This lesson is designed to aid children in recognizing the short o sound in spoken words. Students must be able to recognize phonemes in spoken words before they can accurately go on to recognizing them in print. This lesson begins by having students become familiar with the sound that short o makes. This gives them practice that will help them recognize this sound in spoken words as well as blend this phoneme and others in a game at the end of the lesson.
(Objective): The students will learn to recognize the short o sound in spoken words by identifying the short o sound and practicing the short o mouth move. They will practice blending phonemes and identifying spoken words that contain the short o sound.
Poster with "Ollie the octopus is occupied." written on it.
Poster with the following short o words listed and illustrated: top, mop, pot, sock, doll.
Primary paper and pencil for each student.
Poster with primary paper lines labeled rooftop, fence, sidewalk, and ditch. Have
lowercase o written several times with arrows indicating how to print it.
In the Big Top. Educational Insights. 1990.
Worksheet with 5 questions, each with a picture of a word that has the /o/ sound and one
without the /o/ sound.
1. picture of a mop and a chair
2. picture of a sock and a mat
3. picture of a hat and a doll
4. picture of a box and a cup
5. picture of a cat and a dog
1. Begin the lesson by discussing the importance of knowing the different sounds and mouth moves that go along with the letters of the alphabet. Explain that one of the first steps in learning how to read and spell is listening to the sounds that letters make in the words that we say.
(Dialogue) "Do you know that we use the sound /o/ in many words that we say everyday? [Point to poster with short o words] Let’s name a few: top, mop, pot, sock, and doll are all words that have the /o/ sound in them. How about when you go to the doctor and he says, 'Open wide and say….'(let students fill in the blank). That's right! You have to say /o/. Let's practice our 'say /o/' sound and pay attention to the mouth moves we make when we say /o/". (Students practice making the /o/ sound.)
2. "Let's say some words that have our /o/ sound in them. [Point to the tongue twister poster] Try saying, 'Ollie the octopus is occupied'. Let's say it again, but this time let's stretch out the /o/ sound in each word, just like I am saying Ooooollie. Remember: it's your 'say /o/' sound." (Class says tongue twister while stretching /o/ out in each word, repeat several times.)

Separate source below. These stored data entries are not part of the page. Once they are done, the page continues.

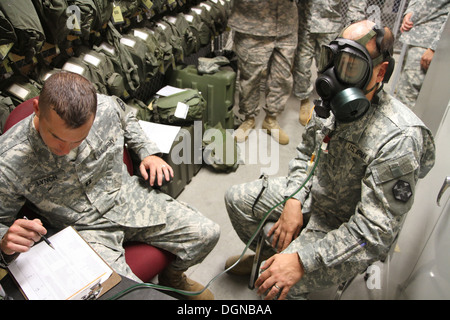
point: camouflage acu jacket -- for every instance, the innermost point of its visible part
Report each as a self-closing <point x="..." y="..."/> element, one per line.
<point x="364" y="184"/>
<point x="93" y="188"/>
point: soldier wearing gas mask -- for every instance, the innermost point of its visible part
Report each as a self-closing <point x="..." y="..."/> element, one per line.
<point x="354" y="175"/>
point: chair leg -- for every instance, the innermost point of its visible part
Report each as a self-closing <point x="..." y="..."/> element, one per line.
<point x="256" y="260"/>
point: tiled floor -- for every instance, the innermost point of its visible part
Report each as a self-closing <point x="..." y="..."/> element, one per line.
<point x="206" y="191"/>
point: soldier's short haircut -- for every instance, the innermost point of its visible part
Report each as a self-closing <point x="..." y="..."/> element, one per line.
<point x="72" y="96"/>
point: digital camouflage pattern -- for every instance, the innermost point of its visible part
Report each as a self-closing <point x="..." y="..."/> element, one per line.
<point x="356" y="199"/>
<point x="91" y="190"/>
<point x="318" y="24"/>
<point x="429" y="18"/>
<point x="264" y="44"/>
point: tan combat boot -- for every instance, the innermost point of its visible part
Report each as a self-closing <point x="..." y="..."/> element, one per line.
<point x="241" y="133"/>
<point x="273" y="128"/>
<point x="305" y="112"/>
<point x="178" y="280"/>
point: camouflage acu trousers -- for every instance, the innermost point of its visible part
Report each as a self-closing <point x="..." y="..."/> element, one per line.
<point x="187" y="234"/>
<point x="412" y="77"/>
<point x="260" y="57"/>
<point x="239" y="201"/>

3. "Now let's practice writing the letter o. Our /o/ sound is spelled with an o. Take out a sheet of paper and pencil and practice with me. [Point to primary paper with o's poster.] Start at the fence and make a little c, then close it up and you have written your o! Now practice by writing o's along the first line of your paper.”
4. "I am going to show you a good way to find the /o/ sound in words. [Point to the /o/ word and picture poster] I will look at each picture and say the word that describes it by stretching out each sound I hear. Tttttoooopppp. This time I will listen for my 'say /o/' sound. Ttttooooo….I found it! I can hear my 'say /o/'sound in this word."
5. "I am going to say some words in a secret code. If you can figure out what word I am saying in my code, raise your hand and you can tell the class. The first word is /m/ /o/ /p/". (Repeat using the words top, hot, pot, cot, knot, doll, sock, lock, and chop.) Try giving each student the chance to give the answer.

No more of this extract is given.